Dick Tracy
- Genre: Detective radio drama
- Running time: 15 minutes, 30 minutes
- Country of origin: United States
- Language(s): English
- Home station: Mutual Broadcasting System
- Syndicates: NBC Radio CBS Radio ABC Radio
- Starring: Bob Burlen Barry Thomson Ned Wever Matt Crowley Walter Kinsella Helen Lewis Andy Donnelly
- Announcer: Ed Herlihy Dan Seymour
- Written by: Irwin Shaw, others
- Directed by: Mitchell Grayson, Charles Powers, Bob White
- Original release: 1934 – 1948
- Opening theme: Toot, Toot, Tootsie
- Sponsored by: Sterling Products, Quaker Oats, Tootsie Roll

= Dick Tracy (radio series) =

American radio drama (1934–1948)

Dick Tracy was an American detective radio drama series based on the popularity of the newspaper comic strip Dick Tracy by Chester Gould.

==History==

The show first aired in 1934 for the NBC Radio New England region. Himan Brown, then still at college, arranged the radio rights for the comic strip.

On February 4, 1935, it was picked up by CBS Radio, airing in 15 minute episodes four times a week. Returning next season it aired on Mutual Broadcasting System from September 30, 1935 to March 24, 1937. From April 29, 1939, "Dick Tracy" became a half-hour-long prime time radio serial, airing at 5:00 pm.

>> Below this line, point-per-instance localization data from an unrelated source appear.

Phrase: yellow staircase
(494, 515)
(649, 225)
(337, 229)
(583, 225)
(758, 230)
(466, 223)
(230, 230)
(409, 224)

When the USA got involved in the Second World War, the show was temporarily cancelled. ABC Blue Network picked it up again from March 15, 1943 to July 16, 1948 and broadcast it on Saturdays. Around this time it was sponsored by Tootsie Rolls, so the music theme was changed to "Toot, Toot Tootsie". The musical arrangements were composed by Ray Carter.

==Cast==
The show was directed by Mitchell Grayson, Charles Powers and Bob White. At Mutual, Bill McClintock did the sound effects. At NBC, Keene Crockett did this job. During its run on ABC, Walt McDonough and Al Finelli were hired for this task.
- Dick Tracy - Bob Burlen, Barry Thompson, Ned Wever, Matt Crowley
- Pat Patton - Walter Kinsella
- Tess Trueheart - Helen Lewis
- Junior Tracy - Andy Donnelly, Jackie Kelk
- Police Chief Brandon - Howard Smith
- Tania - Beatrice Pons

==Popularity==

Like many children's radio shows at the time, Dick Tracy had its own fan club, which offered premiums.

==Significant events==

The beginning of the May 1, 1945 episode ("The Case of the Empty Safe") was interrupted on the Blue Network for a special news flash relating that Adolf Hitler had "died of a stroke." Copies of this episode, complete with the mistaken news flash—Hitler had committed suicide the day before, not died of a stroke—still exist today. (See: Death of Adolf Hitler.)

On July 8, 1945, during a New York newspaper deliverers' strike, New York mayor Fiorello H. La Guardia read a complete Dick Tracy strip over the radio.

==Parodies==
On Feb.15, 1945, Command Performance broadcast the musical comedy Dick Tracy in B-Flat with Bing Crosby as Tracy, Bob Hope as Flattop, and Dinah Shore as Tess Trueheart. Dick Tracy's wedding was repeatedly interrupted as Tracy chased one villain after another. In the strip, his marriage wasn't until 1950, and his honeymoon was disrupted by his going after Wormy.